|
|
|
|
|
by shabie
667 days ago
|
|
If I understood you correctly, yes I believe the notes should cover things that are not well-understood by LLMs more than stuff we know it typically gets right. So for us these are internal concepts and how people talk about them and less so about programming syntax. Also, I've been thinking about adding a structure to the grading-notes so the variance in quality you get when asking people to leave notes becomes smaller. Yet, structure increases the burden... things like "what should the answer have", "what is definitely wrong to mention" etc. |
|
As for the structure approach, which interests me - How can you find/note down that information, which you reference in your second paragraph?

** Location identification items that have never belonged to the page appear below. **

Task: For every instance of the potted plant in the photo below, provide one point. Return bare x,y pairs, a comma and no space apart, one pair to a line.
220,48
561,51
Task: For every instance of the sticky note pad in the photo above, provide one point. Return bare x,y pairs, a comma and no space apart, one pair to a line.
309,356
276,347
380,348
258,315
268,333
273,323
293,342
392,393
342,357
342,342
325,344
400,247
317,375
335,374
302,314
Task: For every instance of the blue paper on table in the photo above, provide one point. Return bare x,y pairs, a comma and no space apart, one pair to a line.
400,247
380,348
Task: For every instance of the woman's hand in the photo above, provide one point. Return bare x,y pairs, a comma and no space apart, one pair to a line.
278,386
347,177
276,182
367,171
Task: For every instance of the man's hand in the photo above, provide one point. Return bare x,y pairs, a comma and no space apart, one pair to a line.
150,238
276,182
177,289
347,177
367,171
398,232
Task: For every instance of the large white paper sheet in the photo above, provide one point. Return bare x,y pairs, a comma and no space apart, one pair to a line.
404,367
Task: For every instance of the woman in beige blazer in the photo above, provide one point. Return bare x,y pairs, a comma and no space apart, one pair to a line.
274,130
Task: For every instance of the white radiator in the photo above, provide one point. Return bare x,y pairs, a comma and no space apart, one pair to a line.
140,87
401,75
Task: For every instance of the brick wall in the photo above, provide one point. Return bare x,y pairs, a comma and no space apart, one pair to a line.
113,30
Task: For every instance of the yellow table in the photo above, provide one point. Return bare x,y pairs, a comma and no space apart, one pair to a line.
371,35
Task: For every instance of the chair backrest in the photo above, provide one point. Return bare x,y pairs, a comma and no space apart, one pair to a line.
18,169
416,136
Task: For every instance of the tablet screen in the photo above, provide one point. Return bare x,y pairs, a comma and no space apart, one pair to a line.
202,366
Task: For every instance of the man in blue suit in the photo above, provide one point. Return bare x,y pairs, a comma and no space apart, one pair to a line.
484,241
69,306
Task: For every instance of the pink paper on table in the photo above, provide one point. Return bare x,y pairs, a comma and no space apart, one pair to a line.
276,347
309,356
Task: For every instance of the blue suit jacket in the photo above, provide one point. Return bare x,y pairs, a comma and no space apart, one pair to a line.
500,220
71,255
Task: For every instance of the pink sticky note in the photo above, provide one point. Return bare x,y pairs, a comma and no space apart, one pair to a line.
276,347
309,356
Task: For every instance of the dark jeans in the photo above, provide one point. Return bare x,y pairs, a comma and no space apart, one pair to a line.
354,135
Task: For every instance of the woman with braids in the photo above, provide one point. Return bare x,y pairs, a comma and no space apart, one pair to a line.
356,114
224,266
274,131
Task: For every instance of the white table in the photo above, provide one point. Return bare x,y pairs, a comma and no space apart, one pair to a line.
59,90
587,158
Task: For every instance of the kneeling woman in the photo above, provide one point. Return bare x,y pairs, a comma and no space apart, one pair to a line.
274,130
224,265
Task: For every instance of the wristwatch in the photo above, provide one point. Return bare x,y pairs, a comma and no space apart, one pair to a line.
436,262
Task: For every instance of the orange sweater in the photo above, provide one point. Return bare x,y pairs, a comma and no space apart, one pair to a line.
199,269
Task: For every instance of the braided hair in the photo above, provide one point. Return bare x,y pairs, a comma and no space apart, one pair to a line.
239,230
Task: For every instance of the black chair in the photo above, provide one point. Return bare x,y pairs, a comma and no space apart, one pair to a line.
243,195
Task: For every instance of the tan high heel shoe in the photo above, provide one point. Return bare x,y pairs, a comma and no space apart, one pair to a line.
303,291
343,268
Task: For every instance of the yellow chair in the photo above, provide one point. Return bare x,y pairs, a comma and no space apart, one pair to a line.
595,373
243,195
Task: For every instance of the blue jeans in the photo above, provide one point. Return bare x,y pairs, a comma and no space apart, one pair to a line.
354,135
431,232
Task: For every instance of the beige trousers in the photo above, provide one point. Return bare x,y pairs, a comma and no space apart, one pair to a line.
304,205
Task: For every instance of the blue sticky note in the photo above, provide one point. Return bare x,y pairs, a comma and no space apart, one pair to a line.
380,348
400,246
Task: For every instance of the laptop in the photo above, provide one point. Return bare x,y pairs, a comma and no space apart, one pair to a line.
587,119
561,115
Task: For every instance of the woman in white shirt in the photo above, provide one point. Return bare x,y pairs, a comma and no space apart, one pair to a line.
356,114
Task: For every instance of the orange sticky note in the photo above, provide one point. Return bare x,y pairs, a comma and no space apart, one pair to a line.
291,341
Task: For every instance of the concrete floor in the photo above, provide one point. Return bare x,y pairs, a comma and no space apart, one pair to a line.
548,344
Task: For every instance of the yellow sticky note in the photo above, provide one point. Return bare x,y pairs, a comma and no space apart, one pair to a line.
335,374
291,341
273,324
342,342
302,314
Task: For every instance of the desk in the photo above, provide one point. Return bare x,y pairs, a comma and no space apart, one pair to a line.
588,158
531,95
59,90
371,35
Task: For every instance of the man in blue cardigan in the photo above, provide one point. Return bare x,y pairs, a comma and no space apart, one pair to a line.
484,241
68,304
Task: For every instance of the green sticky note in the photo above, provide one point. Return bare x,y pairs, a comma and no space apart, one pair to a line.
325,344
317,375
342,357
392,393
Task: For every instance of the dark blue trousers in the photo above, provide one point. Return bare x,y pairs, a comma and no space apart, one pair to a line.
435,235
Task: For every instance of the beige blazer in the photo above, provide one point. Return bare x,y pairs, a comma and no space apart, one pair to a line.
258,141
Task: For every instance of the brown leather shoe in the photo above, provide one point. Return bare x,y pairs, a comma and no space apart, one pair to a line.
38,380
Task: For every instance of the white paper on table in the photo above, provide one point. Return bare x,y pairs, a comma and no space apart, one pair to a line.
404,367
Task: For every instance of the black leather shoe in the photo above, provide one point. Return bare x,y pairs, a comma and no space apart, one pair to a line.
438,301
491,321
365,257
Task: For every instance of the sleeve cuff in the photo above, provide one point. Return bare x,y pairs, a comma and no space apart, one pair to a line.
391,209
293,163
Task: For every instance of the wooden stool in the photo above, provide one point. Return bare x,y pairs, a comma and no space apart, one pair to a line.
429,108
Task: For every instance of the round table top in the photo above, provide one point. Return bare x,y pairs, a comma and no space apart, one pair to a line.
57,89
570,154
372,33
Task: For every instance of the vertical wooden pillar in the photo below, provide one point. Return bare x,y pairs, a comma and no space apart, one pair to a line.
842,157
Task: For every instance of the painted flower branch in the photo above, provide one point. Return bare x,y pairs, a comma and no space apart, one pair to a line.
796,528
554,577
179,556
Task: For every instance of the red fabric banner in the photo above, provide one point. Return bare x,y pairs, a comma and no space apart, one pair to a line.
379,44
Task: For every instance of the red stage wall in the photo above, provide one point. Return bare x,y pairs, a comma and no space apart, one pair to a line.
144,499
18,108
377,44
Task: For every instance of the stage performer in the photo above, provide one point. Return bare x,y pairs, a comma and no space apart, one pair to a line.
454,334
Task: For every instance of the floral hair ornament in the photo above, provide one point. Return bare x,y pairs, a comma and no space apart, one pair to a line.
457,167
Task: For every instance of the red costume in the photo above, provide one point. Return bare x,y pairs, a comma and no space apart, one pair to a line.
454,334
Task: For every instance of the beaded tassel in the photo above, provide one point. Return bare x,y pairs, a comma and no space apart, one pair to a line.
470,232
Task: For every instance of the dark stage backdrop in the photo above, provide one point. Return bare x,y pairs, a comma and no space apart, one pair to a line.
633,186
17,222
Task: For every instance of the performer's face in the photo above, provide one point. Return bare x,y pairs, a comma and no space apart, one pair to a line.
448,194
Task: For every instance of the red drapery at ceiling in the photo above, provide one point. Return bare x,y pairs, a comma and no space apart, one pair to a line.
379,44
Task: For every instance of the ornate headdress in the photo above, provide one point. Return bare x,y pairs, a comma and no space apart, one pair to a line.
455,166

I agree it is valuable. In times past, just identifying wrong answers (with Multiple Choice Questions / distractors) could give you great insight into misconceptions in a class (e.g. and that could fill the "Things definitely wrong to mention").
But how do you without a human expert work out "what should the answer have?", in a way that doesn't knock out answers that are left-field but genuine/synthezizing?
My experience of marking exam papers in STEM (only a few courses mind, maybe 300 papers) is that markers are wildly different. Some generally give every pupil +5% higher grades than a more critical neighbour; some are "absolutist" to the course content (either as they learned it, or it is currently taught to the student), and more than would ever admit will freely move scores up 10-20% if the students answer simply novelly interests them, so long as it's not outright provably already wrong.
The available tools to remark and to get 1:1 marking feedback (as offered in Germany after exam season) allow rectifying and smoothing these differences, but in some ways, they are genuine. I just don't know how you can codify it. Even with human markers, there is so much disagreement. I doubt that making 3 different models mark with the same criteria and averaging results/synthesizing a "majority judgement" summarization would work either. It's too hard to make the models care or identify novelty relative to the other answers you've seen that day for the question, if that makes sense.